# Poopie butt!



## LEUllman (Feb 1, 2010)

Need I say more?

Smart little Beau knows exactly what baby wipes are for, and he's not having any of it. He _*hates*_ having his rear end touched. In fact, he dodges like a greased pig if you so much as _look_ under his tail. Guess I'll have to put him up on the table to do the deed, but I don't want him to associate the grooming table with his least favorite activity in the whole world. How do you folks deal with a poopie tushie?


----------



## flyingduster (Sep 6, 2009)

keep it shooooort. I shave around the anus when doing the tail so there's nothing for poop to stick to.


----------



## fjm (Jun 4, 2010)

Fortunately mine seem quite grateful to have it sorted out! If necessary, I put them on the counter in the utility room/downstairs loo, which is also where the cats are fed. The hope of finding a scrap of left over food, or a piece of kibble left over from the cats' daily treat ration, is usually enough to distract them. If it is really bad I use a wet cloth first - less work, and less painful!


----------



## charity (Jan 23, 2009)

What Flyingduster said...I keep the "bum" area trimmed short. No fur for it to stick to but in the case of the occasional runny poo I also put my little guys up high and then do the cleaning. I can't remember the last time that has been needed though...uh oh. I hope I didn't jinx myself!


----------



## AgilityIG (Feb 8, 2009)

I have been lucky so far - even with that huge tail, Vinnie stays superclean. However - if you are dealing with something that your dog absolutely hates, try to make it as positive as possible for him. Besides keeping the rear short, keep extra special treats for him (chicken, cheese, canned fish, etc...) around and lift his tail and give him a treat (when he doesn't need his bottom cleaned). Make it fun for him when you don't have to go rooting around, so when it does come time to clean, it won't be as stressful for the two of you.


----------



## Ms Stella (Aug 16, 2010)

Ive never had to clean Stella's butt. We do keep her shaved super close around the rectum..and she has formed stools 99% of the time so she stays very clean. When we give her a bath each week or 10 days she might have a little dried poo there that needs pulling off..otherwise no issues.


----------



## JE-UK (Mar 10, 2010)

Crusty-Butt is Vasco's most-used nickname :smile:.

For everything objectionable .... butt cleaning, eye goobie removal, combing his head (which for some reason he hates), nail clipping ... I find that copious hot dogs at the end will make it all tolerable. So much so that I pull out the butt-trimming scissors and he comes running.


----------



## poodlemom2be (Jan 30, 2011)

Ha, note to self, when we get a poodle, baby wipes and keep the bum bum shaved LOL. Thanks for the info everyone!


----------



## Chagall's mom (Jan 9, 2010)

My guy tolerates the baby wipe ritual well.
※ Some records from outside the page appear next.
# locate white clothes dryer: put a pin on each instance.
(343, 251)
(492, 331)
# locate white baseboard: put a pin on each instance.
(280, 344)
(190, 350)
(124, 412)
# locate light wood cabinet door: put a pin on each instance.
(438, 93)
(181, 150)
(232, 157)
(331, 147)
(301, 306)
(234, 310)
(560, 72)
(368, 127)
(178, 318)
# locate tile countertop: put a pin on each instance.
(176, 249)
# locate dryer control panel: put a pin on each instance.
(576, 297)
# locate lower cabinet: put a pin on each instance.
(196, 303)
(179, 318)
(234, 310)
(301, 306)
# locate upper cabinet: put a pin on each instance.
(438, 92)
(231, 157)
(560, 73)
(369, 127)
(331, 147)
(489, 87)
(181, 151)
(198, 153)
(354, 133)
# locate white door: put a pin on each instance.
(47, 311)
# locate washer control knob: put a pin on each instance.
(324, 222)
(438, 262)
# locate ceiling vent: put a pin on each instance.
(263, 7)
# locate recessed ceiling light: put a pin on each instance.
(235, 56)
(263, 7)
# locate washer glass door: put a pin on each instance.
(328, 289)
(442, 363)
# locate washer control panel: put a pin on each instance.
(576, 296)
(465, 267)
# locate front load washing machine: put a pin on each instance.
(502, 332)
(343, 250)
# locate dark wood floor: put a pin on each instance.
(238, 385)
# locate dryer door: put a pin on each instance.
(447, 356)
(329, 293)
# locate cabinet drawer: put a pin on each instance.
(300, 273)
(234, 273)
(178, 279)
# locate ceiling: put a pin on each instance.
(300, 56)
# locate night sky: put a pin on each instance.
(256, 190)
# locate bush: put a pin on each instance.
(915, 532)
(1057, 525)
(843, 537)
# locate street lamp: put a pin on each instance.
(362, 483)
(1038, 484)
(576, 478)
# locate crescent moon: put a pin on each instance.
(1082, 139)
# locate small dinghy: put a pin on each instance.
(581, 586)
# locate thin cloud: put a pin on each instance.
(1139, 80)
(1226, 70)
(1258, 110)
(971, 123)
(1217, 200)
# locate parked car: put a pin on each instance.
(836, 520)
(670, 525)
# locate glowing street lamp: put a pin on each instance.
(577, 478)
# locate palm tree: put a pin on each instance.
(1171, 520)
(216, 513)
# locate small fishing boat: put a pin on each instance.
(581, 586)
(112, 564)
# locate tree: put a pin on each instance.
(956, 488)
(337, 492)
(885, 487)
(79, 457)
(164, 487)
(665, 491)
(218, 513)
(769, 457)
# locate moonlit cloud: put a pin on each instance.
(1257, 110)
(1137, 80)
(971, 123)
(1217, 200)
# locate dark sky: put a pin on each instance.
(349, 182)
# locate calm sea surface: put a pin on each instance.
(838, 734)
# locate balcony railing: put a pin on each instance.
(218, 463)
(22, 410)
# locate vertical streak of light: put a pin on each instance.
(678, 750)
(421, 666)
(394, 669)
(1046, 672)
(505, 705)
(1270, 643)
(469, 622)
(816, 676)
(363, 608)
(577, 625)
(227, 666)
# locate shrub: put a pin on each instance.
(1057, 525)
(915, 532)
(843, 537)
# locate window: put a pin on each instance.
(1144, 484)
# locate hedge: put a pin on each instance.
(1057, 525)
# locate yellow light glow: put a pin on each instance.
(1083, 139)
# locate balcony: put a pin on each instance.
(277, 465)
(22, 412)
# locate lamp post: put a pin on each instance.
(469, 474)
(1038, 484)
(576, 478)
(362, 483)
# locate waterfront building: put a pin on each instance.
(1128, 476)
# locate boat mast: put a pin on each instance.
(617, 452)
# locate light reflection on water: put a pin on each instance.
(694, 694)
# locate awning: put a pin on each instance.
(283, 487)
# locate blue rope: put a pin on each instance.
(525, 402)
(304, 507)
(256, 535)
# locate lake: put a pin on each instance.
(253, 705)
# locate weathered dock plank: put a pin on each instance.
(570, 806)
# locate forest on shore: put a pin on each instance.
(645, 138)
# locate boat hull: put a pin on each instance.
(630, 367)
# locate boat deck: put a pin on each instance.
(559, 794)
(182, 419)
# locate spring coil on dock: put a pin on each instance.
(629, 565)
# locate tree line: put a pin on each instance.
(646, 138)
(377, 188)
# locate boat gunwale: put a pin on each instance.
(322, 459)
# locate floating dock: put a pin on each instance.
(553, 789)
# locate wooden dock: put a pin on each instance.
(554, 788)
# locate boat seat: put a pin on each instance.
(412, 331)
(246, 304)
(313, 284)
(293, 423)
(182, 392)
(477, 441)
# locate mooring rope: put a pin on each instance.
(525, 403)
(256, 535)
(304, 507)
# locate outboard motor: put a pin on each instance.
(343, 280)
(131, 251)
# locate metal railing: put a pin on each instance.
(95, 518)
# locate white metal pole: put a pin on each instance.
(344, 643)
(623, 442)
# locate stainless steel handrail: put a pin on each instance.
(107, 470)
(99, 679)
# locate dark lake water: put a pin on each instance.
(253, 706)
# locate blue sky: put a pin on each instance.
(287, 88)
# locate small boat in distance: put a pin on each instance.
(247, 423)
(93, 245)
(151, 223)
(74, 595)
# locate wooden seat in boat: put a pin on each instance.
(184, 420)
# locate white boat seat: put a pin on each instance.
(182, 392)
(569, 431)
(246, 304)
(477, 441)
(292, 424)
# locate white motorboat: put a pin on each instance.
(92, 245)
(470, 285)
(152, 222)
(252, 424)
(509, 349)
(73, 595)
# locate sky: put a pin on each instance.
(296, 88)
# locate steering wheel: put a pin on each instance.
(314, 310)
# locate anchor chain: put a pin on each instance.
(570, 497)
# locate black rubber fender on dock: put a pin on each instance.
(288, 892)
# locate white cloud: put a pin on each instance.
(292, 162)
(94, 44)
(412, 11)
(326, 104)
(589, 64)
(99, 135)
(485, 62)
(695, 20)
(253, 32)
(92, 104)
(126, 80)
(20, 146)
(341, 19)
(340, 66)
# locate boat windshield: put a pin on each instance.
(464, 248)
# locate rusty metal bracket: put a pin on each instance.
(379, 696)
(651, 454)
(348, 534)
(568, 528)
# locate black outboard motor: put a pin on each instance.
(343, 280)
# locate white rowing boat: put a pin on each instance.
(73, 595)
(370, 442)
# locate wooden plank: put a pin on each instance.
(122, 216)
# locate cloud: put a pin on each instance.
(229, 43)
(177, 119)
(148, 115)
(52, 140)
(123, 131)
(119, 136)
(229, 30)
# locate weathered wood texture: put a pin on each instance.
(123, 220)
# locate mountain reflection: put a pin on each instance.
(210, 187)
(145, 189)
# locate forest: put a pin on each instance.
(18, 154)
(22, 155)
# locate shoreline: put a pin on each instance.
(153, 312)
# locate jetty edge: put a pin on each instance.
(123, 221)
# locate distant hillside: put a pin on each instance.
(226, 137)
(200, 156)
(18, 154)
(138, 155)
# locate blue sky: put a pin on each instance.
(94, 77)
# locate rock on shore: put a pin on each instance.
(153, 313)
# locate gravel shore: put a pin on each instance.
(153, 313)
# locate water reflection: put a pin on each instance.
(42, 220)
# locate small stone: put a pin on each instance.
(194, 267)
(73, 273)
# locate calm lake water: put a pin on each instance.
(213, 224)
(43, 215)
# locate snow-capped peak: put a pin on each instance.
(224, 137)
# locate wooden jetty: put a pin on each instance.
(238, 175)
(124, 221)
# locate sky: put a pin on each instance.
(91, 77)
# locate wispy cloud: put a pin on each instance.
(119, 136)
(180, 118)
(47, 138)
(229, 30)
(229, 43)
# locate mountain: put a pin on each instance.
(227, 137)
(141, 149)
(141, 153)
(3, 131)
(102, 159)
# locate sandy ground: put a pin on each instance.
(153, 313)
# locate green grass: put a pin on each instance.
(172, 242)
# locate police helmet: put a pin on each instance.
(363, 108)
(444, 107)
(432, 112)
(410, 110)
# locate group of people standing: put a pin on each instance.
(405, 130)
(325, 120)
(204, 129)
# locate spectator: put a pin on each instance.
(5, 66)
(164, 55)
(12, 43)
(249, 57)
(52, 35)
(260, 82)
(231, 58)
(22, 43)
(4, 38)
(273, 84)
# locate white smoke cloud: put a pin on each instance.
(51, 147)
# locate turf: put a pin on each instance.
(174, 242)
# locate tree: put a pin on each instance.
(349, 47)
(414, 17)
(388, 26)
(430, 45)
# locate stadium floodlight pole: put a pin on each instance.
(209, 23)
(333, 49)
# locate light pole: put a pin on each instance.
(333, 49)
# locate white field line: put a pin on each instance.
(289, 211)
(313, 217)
I've been "doing it to him" (to the snicker of others) since he was a wee pup, before he was a pee trained pup in fact. This is because once upon a time I had a dog whose favorite sport was butt scooting across the carpet and I routinely "pre-cleaned" her "caboose." That habit stuck with me, though not that much gets stuck to Monsieur Chagall's butt, but there are those times. Like when he shares too much of a Granny Smith apple with me. I loved your description of Beau taking on the persona of a greased pig! The suggestions to give him yummy treats while doing the clean-up are sound. If my poodle thought he could get some bacon for having his butt wiped he'd not only hand me the wipe, he'd go out and shop for them!


----------



## poodlemom2be (Jan 30, 2011)

chagall's mom said:


> if my poodle thought he could get some bacon for having his butt wiped he'd not only hand me the wipe, he'd go out and shop for them!


rofl ha!!


----------



## spoospirit (Mar 10, 2009)

_Some really good suggestions here.__ I hope one of these suggestions works for you._
_
I have never had to clean poopie butts on my two spoos. I have kept them shaved close in that area since they were puppies. Their stools, too, are nearly always firm.
_


----------



## Panda (Jan 7, 2010)

I keep the butt hair short but I also make sure that every time he comes in from our garden, I stand close to the door and then he now knows he cant pass me without having his butt inspected and he doesnt really like having it done (he tries to lift his back legs up sometimes) but he doesnt try and escape it and he knows it will be done no matter what lol.


----------